ESA’s Rosetta spacecraft arrived at its target comet – Comet 67P/Churyumov-Gerasimenko – on August 6, 2014. Since then, the craft has been moving in tandem with the comet as this small icy body approaches its perihelion, or closest point to the sun, in 2015. On November 11, ESA will drop a lander onto the comet’s surface, and the search for the best landing site has been narrowed to five candidates. In the meantime, various science results have been coming out of the spacecraft’s instruments, including this interesting preliminary map of distinct morphological regions on Rosetta’s comet.
As indicated by this map, the Rosetta spacecraft has revealed Comet 67P/Churyumov-Gerasimenko as a unique, multifaceted world. We know this comet vastly better now than any previous comet in history. Each region on 67P’s surface – shown in different colors in the image above – is defined by special morphological characteristics. For example, the spacecraft has seen areas on the comet dominated by cliffs, depressions, craters, boulders or even parallel grooves. While some of these areas appear to be quiet, others seem to be shaped by the comet’s activity, which will increase as it nears the sun.

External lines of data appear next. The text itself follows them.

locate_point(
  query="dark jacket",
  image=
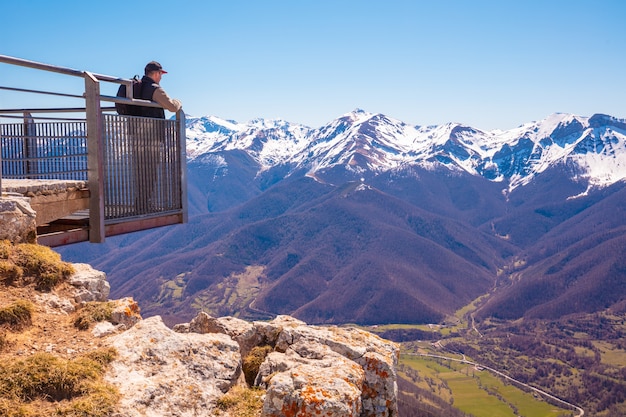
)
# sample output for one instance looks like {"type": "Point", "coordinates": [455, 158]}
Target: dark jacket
{"type": "Point", "coordinates": [148, 87]}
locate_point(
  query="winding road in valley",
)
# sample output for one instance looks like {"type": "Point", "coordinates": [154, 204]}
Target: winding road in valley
{"type": "Point", "coordinates": [545, 394]}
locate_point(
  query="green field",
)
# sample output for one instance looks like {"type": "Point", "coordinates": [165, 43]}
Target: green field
{"type": "Point", "coordinates": [479, 392]}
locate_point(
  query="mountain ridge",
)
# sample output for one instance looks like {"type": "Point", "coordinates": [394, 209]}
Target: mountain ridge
{"type": "Point", "coordinates": [375, 142]}
{"type": "Point", "coordinates": [371, 220]}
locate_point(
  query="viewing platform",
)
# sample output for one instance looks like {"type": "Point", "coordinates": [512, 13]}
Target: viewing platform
{"type": "Point", "coordinates": [94, 174]}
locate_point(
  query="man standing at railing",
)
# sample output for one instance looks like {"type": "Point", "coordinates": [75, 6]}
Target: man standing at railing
{"type": "Point", "coordinates": [152, 142]}
{"type": "Point", "coordinates": [151, 90]}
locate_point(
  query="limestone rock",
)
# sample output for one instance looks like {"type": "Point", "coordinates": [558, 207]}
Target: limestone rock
{"type": "Point", "coordinates": [55, 304]}
{"type": "Point", "coordinates": [18, 220]}
{"type": "Point", "coordinates": [330, 387]}
{"type": "Point", "coordinates": [125, 312]}
{"type": "Point", "coordinates": [312, 345]}
{"type": "Point", "coordinates": [239, 330]}
{"type": "Point", "coordinates": [91, 284]}
{"type": "Point", "coordinates": [103, 328]}
{"type": "Point", "coordinates": [163, 373]}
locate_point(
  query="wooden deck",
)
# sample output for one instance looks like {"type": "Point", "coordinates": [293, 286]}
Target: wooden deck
{"type": "Point", "coordinates": [63, 211]}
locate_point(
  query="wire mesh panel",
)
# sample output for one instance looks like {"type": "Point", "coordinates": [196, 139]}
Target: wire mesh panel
{"type": "Point", "coordinates": [142, 166]}
{"type": "Point", "coordinates": [44, 150]}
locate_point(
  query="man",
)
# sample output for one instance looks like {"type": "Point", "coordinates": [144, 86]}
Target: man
{"type": "Point", "coordinates": [151, 90]}
{"type": "Point", "coordinates": [153, 144]}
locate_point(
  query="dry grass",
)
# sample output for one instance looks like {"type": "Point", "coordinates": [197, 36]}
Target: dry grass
{"type": "Point", "coordinates": [252, 362]}
{"type": "Point", "coordinates": [17, 315]}
{"type": "Point", "coordinates": [44, 384]}
{"type": "Point", "coordinates": [47, 366]}
{"type": "Point", "coordinates": [93, 312]}
{"type": "Point", "coordinates": [241, 401]}
{"type": "Point", "coordinates": [33, 263]}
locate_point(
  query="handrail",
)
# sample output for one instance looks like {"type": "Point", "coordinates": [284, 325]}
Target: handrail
{"type": "Point", "coordinates": [61, 70]}
{"type": "Point", "coordinates": [51, 93]}
{"type": "Point", "coordinates": [94, 137]}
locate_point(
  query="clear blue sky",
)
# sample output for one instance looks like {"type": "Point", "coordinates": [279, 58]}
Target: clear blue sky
{"type": "Point", "coordinates": [488, 64]}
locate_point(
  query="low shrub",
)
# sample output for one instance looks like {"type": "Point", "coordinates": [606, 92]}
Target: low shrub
{"type": "Point", "coordinates": [3, 342]}
{"type": "Point", "coordinates": [17, 315]}
{"type": "Point", "coordinates": [43, 264]}
{"type": "Point", "coordinates": [93, 312]}
{"type": "Point", "coordinates": [9, 272]}
{"type": "Point", "coordinates": [30, 261]}
{"type": "Point", "coordinates": [241, 401]}
{"type": "Point", "coordinates": [72, 388]}
{"type": "Point", "coordinates": [252, 362]}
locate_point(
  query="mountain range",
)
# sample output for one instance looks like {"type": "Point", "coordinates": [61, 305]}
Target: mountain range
{"type": "Point", "coordinates": [371, 220]}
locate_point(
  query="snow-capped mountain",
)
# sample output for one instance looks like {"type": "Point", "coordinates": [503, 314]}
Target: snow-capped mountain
{"type": "Point", "coordinates": [593, 148]}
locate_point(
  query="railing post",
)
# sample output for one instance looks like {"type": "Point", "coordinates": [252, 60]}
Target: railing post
{"type": "Point", "coordinates": [182, 139]}
{"type": "Point", "coordinates": [30, 151]}
{"type": "Point", "coordinates": [95, 158]}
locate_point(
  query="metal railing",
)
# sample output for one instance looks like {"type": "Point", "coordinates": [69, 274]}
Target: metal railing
{"type": "Point", "coordinates": [135, 167]}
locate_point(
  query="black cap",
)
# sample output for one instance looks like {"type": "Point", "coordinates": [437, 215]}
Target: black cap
{"type": "Point", "coordinates": [154, 66]}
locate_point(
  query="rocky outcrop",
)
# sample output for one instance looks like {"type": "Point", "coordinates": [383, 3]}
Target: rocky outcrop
{"type": "Point", "coordinates": [18, 219]}
{"type": "Point", "coordinates": [315, 371]}
{"type": "Point", "coordinates": [163, 373]}
{"type": "Point", "coordinates": [91, 284]}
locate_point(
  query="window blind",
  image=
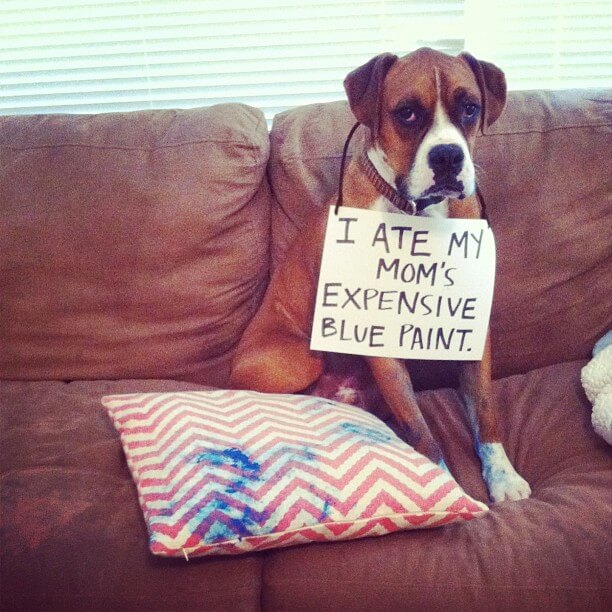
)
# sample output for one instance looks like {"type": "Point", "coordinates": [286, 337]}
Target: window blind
{"type": "Point", "coordinates": [102, 55]}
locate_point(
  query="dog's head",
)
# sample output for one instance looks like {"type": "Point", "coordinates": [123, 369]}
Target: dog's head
{"type": "Point", "coordinates": [423, 111]}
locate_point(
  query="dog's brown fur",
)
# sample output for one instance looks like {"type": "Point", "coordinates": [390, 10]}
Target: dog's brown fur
{"type": "Point", "coordinates": [274, 354]}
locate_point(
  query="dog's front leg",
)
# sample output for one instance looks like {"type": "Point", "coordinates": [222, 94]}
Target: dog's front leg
{"type": "Point", "coordinates": [395, 385]}
{"type": "Point", "coordinates": [500, 476]}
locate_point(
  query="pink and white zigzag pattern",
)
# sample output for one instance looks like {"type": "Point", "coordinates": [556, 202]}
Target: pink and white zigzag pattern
{"type": "Point", "coordinates": [221, 472]}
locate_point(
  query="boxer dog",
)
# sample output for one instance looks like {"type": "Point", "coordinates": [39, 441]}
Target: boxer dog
{"type": "Point", "coordinates": [422, 113]}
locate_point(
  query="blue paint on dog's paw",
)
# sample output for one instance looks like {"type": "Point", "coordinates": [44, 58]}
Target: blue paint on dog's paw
{"type": "Point", "coordinates": [442, 464]}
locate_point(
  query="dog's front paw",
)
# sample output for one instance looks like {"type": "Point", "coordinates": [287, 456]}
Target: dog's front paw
{"type": "Point", "coordinates": [503, 481]}
{"type": "Point", "coordinates": [508, 486]}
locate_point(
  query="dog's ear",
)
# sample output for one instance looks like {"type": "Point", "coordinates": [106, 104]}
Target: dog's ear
{"type": "Point", "coordinates": [363, 88]}
{"type": "Point", "coordinates": [492, 83]}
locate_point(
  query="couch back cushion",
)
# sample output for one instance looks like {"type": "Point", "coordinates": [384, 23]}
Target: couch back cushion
{"type": "Point", "coordinates": [132, 245]}
{"type": "Point", "coordinates": [544, 170]}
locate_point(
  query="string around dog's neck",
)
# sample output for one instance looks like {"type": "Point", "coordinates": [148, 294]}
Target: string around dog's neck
{"type": "Point", "coordinates": [387, 190]}
{"type": "Point", "coordinates": [370, 171]}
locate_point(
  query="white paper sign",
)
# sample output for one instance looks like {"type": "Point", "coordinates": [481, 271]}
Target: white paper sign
{"type": "Point", "coordinates": [393, 285]}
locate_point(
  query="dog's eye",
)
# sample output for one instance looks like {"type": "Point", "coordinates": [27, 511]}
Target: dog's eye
{"type": "Point", "coordinates": [406, 114]}
{"type": "Point", "coordinates": [470, 111]}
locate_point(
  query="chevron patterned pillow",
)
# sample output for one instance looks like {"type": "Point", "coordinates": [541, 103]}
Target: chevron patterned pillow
{"type": "Point", "coordinates": [223, 472]}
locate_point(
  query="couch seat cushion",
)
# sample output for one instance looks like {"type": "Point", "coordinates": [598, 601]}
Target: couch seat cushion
{"type": "Point", "coordinates": [73, 537]}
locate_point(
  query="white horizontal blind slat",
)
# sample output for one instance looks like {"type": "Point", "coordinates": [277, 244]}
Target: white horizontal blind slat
{"type": "Point", "coordinates": [93, 56]}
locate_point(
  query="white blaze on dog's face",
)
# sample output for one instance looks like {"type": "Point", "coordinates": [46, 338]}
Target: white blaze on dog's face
{"type": "Point", "coordinates": [424, 118]}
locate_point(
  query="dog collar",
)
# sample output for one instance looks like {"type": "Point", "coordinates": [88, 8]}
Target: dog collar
{"type": "Point", "coordinates": [389, 192]}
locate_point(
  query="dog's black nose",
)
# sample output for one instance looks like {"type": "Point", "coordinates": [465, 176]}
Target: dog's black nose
{"type": "Point", "coordinates": [446, 158]}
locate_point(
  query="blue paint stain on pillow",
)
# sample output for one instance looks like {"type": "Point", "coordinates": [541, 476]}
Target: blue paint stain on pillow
{"type": "Point", "coordinates": [369, 433]}
{"type": "Point", "coordinates": [229, 456]}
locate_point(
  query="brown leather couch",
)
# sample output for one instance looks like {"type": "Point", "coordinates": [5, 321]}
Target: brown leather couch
{"type": "Point", "coordinates": [135, 247]}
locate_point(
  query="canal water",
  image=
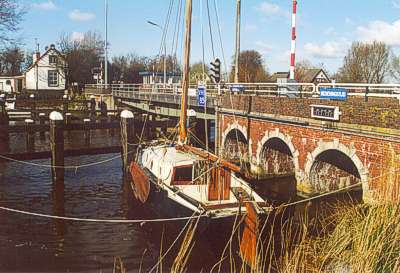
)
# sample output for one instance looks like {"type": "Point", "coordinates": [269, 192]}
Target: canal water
{"type": "Point", "coordinates": [34, 244]}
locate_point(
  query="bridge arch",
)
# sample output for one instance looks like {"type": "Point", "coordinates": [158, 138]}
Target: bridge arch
{"type": "Point", "coordinates": [333, 165]}
{"type": "Point", "coordinates": [277, 155]}
{"type": "Point", "coordinates": [235, 145]}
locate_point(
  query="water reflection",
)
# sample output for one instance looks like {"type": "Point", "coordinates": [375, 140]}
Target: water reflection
{"type": "Point", "coordinates": [34, 244]}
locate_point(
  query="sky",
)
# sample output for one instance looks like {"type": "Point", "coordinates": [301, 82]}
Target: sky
{"type": "Point", "coordinates": [326, 28]}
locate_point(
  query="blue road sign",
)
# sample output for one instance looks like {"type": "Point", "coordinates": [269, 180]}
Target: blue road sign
{"type": "Point", "coordinates": [201, 96]}
{"type": "Point", "coordinates": [333, 93]}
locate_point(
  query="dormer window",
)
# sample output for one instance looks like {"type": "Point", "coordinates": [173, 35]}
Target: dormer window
{"type": "Point", "coordinates": [53, 59]}
{"type": "Point", "coordinates": [52, 78]}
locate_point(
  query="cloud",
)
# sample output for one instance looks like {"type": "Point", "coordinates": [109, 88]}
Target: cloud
{"type": "Point", "coordinates": [77, 15]}
{"type": "Point", "coordinates": [348, 21]}
{"type": "Point", "coordinates": [328, 50]}
{"type": "Point", "coordinates": [77, 36]}
{"type": "Point", "coordinates": [250, 28]}
{"type": "Point", "coordinates": [330, 31]}
{"type": "Point", "coordinates": [263, 48]}
{"type": "Point", "coordinates": [49, 5]}
{"type": "Point", "coordinates": [381, 31]}
{"type": "Point", "coordinates": [269, 9]}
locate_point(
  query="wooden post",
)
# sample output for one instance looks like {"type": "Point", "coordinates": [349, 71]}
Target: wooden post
{"type": "Point", "coordinates": [57, 147]}
{"type": "Point", "coordinates": [86, 131]}
{"type": "Point", "coordinates": [65, 104]}
{"type": "Point", "coordinates": [145, 127]}
{"type": "Point", "coordinates": [42, 121]}
{"type": "Point", "coordinates": [110, 120]}
{"type": "Point", "coordinates": [30, 135]}
{"type": "Point", "coordinates": [92, 107]}
{"type": "Point", "coordinates": [127, 139]}
{"type": "Point", "coordinates": [68, 118]}
{"type": "Point", "coordinates": [33, 106]}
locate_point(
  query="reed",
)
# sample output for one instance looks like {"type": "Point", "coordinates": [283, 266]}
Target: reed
{"type": "Point", "coordinates": [344, 238]}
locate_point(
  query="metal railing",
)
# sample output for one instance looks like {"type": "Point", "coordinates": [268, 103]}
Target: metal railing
{"type": "Point", "coordinates": [291, 90]}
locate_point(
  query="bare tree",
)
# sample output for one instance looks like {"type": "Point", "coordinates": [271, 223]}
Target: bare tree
{"type": "Point", "coordinates": [82, 56]}
{"type": "Point", "coordinates": [366, 63]}
{"type": "Point", "coordinates": [395, 69]}
{"type": "Point", "coordinates": [127, 68]}
{"type": "Point", "coordinates": [13, 61]}
{"type": "Point", "coordinates": [10, 17]}
{"type": "Point", "coordinates": [251, 67]}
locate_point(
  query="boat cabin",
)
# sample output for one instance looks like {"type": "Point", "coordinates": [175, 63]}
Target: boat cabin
{"type": "Point", "coordinates": [189, 173]}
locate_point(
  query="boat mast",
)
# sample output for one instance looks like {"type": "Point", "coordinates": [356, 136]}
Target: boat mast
{"type": "Point", "coordinates": [185, 80]}
{"type": "Point", "coordinates": [237, 51]}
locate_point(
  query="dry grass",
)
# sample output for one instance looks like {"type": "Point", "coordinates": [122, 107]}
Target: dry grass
{"type": "Point", "coordinates": [346, 238]}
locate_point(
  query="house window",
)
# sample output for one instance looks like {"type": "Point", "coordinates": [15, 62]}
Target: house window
{"type": "Point", "coordinates": [53, 59]}
{"type": "Point", "coordinates": [53, 77]}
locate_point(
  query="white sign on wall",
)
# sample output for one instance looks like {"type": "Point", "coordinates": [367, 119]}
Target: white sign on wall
{"type": "Point", "coordinates": [325, 112]}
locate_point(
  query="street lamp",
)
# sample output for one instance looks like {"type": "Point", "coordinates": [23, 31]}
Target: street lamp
{"type": "Point", "coordinates": [165, 52]}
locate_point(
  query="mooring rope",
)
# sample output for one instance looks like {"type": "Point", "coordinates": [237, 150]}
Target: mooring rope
{"type": "Point", "coordinates": [113, 221]}
{"type": "Point", "coordinates": [72, 167]}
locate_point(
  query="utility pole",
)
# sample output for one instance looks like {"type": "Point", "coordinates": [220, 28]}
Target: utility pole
{"type": "Point", "coordinates": [237, 51]}
{"type": "Point", "coordinates": [293, 45]}
{"type": "Point", "coordinates": [165, 52]}
{"type": "Point", "coordinates": [106, 42]}
{"type": "Point", "coordinates": [37, 57]}
{"type": "Point", "coordinates": [186, 68]}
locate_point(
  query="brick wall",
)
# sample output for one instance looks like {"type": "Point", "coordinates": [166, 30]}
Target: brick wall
{"type": "Point", "coordinates": [377, 112]}
{"type": "Point", "coordinates": [380, 158]}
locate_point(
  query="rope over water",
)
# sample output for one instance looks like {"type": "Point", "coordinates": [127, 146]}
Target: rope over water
{"type": "Point", "coordinates": [113, 221]}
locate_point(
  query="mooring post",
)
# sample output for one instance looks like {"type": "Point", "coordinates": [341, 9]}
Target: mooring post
{"type": "Point", "coordinates": [68, 118]}
{"type": "Point", "coordinates": [57, 148]}
{"type": "Point", "coordinates": [86, 130]}
{"type": "Point", "coordinates": [111, 118]}
{"type": "Point", "coordinates": [65, 104]}
{"type": "Point", "coordinates": [127, 139]}
{"type": "Point", "coordinates": [30, 135]}
{"type": "Point", "coordinates": [42, 121]}
{"type": "Point", "coordinates": [33, 106]}
{"type": "Point", "coordinates": [92, 107]}
{"type": "Point", "coordinates": [145, 127]}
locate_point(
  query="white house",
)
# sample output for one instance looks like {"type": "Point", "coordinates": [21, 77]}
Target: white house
{"type": "Point", "coordinates": [47, 73]}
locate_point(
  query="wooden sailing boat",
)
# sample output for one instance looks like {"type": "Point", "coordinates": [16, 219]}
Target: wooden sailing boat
{"type": "Point", "coordinates": [181, 180]}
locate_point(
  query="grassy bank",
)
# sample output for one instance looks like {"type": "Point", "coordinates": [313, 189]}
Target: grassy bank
{"type": "Point", "coordinates": [344, 238]}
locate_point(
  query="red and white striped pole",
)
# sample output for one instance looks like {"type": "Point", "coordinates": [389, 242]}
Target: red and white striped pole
{"type": "Point", "coordinates": [293, 47]}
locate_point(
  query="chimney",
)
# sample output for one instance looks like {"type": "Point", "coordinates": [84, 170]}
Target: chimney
{"type": "Point", "coordinates": [36, 56]}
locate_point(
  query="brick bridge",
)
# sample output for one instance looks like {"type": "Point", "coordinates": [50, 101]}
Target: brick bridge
{"type": "Point", "coordinates": [276, 136]}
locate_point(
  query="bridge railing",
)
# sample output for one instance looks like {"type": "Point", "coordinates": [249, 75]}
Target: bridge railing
{"type": "Point", "coordinates": [272, 89]}
{"type": "Point", "coordinates": [365, 90]}
{"type": "Point", "coordinates": [291, 90]}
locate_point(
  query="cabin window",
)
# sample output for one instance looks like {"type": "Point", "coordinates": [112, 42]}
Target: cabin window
{"type": "Point", "coordinates": [53, 59]}
{"type": "Point", "coordinates": [53, 77]}
{"type": "Point", "coordinates": [182, 175]}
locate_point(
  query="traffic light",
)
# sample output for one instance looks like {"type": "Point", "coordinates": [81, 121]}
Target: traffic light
{"type": "Point", "coordinates": [216, 71]}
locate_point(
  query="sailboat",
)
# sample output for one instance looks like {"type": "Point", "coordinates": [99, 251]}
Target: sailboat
{"type": "Point", "coordinates": [181, 180]}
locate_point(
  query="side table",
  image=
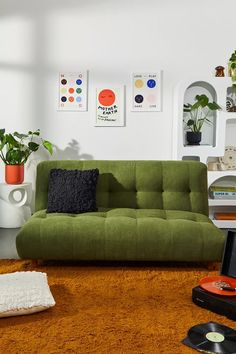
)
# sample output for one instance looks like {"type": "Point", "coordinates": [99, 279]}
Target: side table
{"type": "Point", "coordinates": [15, 204]}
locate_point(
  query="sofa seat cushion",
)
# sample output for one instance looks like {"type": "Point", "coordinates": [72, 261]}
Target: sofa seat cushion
{"type": "Point", "coordinates": [121, 234]}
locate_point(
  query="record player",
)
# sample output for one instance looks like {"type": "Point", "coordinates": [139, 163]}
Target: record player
{"type": "Point", "coordinates": [224, 304]}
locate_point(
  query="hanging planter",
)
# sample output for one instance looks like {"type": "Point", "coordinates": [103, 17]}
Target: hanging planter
{"type": "Point", "coordinates": [15, 150]}
{"type": "Point", "coordinates": [194, 138]}
{"type": "Point", "coordinates": [14, 174]}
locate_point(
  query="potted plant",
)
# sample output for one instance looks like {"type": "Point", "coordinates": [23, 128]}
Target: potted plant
{"type": "Point", "coordinates": [232, 66]}
{"type": "Point", "coordinates": [196, 115]}
{"type": "Point", "coordinates": [15, 150]}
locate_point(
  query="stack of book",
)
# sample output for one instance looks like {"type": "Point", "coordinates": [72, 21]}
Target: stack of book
{"type": "Point", "coordinates": [222, 192]}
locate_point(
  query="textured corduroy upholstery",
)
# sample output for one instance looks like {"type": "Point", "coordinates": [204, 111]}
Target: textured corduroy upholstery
{"type": "Point", "coordinates": [147, 210]}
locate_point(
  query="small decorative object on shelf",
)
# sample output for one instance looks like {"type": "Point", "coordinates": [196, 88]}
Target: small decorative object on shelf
{"type": "Point", "coordinates": [15, 204]}
{"type": "Point", "coordinates": [232, 66]}
{"type": "Point", "coordinates": [220, 71]}
{"type": "Point", "coordinates": [229, 159]}
{"type": "Point", "coordinates": [196, 115]}
{"type": "Point", "coordinates": [15, 150]}
{"type": "Point", "coordinates": [231, 99]}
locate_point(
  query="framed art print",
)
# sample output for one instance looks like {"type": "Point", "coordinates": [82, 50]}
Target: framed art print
{"type": "Point", "coordinates": [146, 92]}
{"type": "Point", "coordinates": [109, 106]}
{"type": "Point", "coordinates": [73, 91]}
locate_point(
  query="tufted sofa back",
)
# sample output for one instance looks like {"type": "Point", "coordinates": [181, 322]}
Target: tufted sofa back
{"type": "Point", "coordinates": [168, 185]}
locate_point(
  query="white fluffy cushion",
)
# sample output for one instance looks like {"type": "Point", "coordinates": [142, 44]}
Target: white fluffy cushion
{"type": "Point", "coordinates": [23, 293]}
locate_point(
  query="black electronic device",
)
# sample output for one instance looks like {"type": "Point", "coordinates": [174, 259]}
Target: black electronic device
{"type": "Point", "coordinates": [221, 304]}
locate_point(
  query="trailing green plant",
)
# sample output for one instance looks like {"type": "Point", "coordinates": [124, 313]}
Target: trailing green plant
{"type": "Point", "coordinates": [198, 113]}
{"type": "Point", "coordinates": [15, 148]}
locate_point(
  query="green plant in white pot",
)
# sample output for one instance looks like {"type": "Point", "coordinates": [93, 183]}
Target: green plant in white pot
{"type": "Point", "coordinates": [196, 115]}
{"type": "Point", "coordinates": [15, 149]}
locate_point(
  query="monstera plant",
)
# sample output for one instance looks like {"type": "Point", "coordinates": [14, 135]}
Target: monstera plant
{"type": "Point", "coordinates": [15, 149]}
{"type": "Point", "coordinates": [196, 115]}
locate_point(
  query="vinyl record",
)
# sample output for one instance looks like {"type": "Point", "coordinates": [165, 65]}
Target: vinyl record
{"type": "Point", "coordinates": [213, 284]}
{"type": "Point", "coordinates": [213, 337]}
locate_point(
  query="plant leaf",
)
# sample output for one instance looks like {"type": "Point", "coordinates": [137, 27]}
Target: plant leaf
{"type": "Point", "coordinates": [2, 132]}
{"type": "Point", "coordinates": [12, 141]}
{"type": "Point", "coordinates": [33, 146]}
{"type": "Point", "coordinates": [20, 136]}
{"type": "Point", "coordinates": [213, 106]}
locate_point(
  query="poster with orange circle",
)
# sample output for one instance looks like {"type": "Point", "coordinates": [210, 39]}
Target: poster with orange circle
{"type": "Point", "coordinates": [109, 106]}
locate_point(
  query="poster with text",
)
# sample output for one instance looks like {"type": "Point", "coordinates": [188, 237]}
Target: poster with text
{"type": "Point", "coordinates": [109, 107]}
{"type": "Point", "coordinates": [73, 91]}
{"type": "Point", "coordinates": [146, 92]}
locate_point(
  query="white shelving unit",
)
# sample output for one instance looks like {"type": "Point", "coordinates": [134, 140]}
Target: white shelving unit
{"type": "Point", "coordinates": [214, 137]}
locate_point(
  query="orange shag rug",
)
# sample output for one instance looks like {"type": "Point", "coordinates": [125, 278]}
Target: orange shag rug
{"type": "Point", "coordinates": [109, 309]}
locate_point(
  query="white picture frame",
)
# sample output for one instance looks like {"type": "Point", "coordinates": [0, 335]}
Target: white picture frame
{"type": "Point", "coordinates": [147, 92]}
{"type": "Point", "coordinates": [73, 91]}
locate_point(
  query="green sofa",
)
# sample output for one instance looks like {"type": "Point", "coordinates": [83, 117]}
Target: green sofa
{"type": "Point", "coordinates": [147, 211]}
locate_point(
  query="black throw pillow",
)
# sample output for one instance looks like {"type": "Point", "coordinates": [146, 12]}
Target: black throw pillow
{"type": "Point", "coordinates": [72, 191]}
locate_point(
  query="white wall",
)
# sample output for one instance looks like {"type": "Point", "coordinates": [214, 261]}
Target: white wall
{"type": "Point", "coordinates": [111, 39]}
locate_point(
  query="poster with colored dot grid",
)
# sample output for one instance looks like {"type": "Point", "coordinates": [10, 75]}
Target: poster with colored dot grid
{"type": "Point", "coordinates": [146, 92]}
{"type": "Point", "coordinates": [73, 91]}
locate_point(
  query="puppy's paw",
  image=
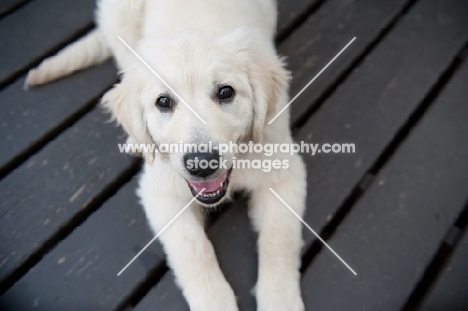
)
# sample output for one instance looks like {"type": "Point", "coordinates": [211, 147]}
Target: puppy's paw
{"type": "Point", "coordinates": [221, 299]}
{"type": "Point", "coordinates": [279, 298]}
{"type": "Point", "coordinates": [34, 77]}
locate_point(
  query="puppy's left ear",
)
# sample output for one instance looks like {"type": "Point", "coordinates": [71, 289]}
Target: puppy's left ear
{"type": "Point", "coordinates": [122, 101]}
{"type": "Point", "coordinates": [269, 80]}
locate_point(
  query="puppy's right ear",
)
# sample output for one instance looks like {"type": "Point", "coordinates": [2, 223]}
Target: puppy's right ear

This weekend – September 13 and 14, 2014 – maps of 67P’s surface will offer valuable insights as Rosetta’s Lander Team and the Rosetta orbiter scientists gather in Toulouse to determine a final primary and backup landing site from the earlier preselection of five candidates.
OSIRIS, Rosetta’s scientific imaging system, captured the data that let scientists define the various regions on the comet’s surface. Holger Sierks of the Max Planck Institute for Solar System Research in Germany is the OSIRIS camera’s Principal Investigator. He commented:
Never before have we seen a cometary surface in such detail. It is a historic moment, we have an unprecedented resolution to map a comet.
This first map is, of course, only the beginning of our work. At this point, nobody truly understands how the morphological variations we are currently witnessing came to be.
In the coming months, the OSIRIS team will monitor the comet’s surface, looking for the inevitable changes that will come as both 67P and the Rosetta spacecraft travel closer to the sun.
Bottom line: A preliminary map of morphologically different regions on the surface of Comet 67P/Churyumov-Gerasimenko – as revealed by the Rosetta spacecraft – shows the comet to be a unique, multifaceted world. We now know that comets can have cliffs, depressions, craters, boulders or even parallel grooves.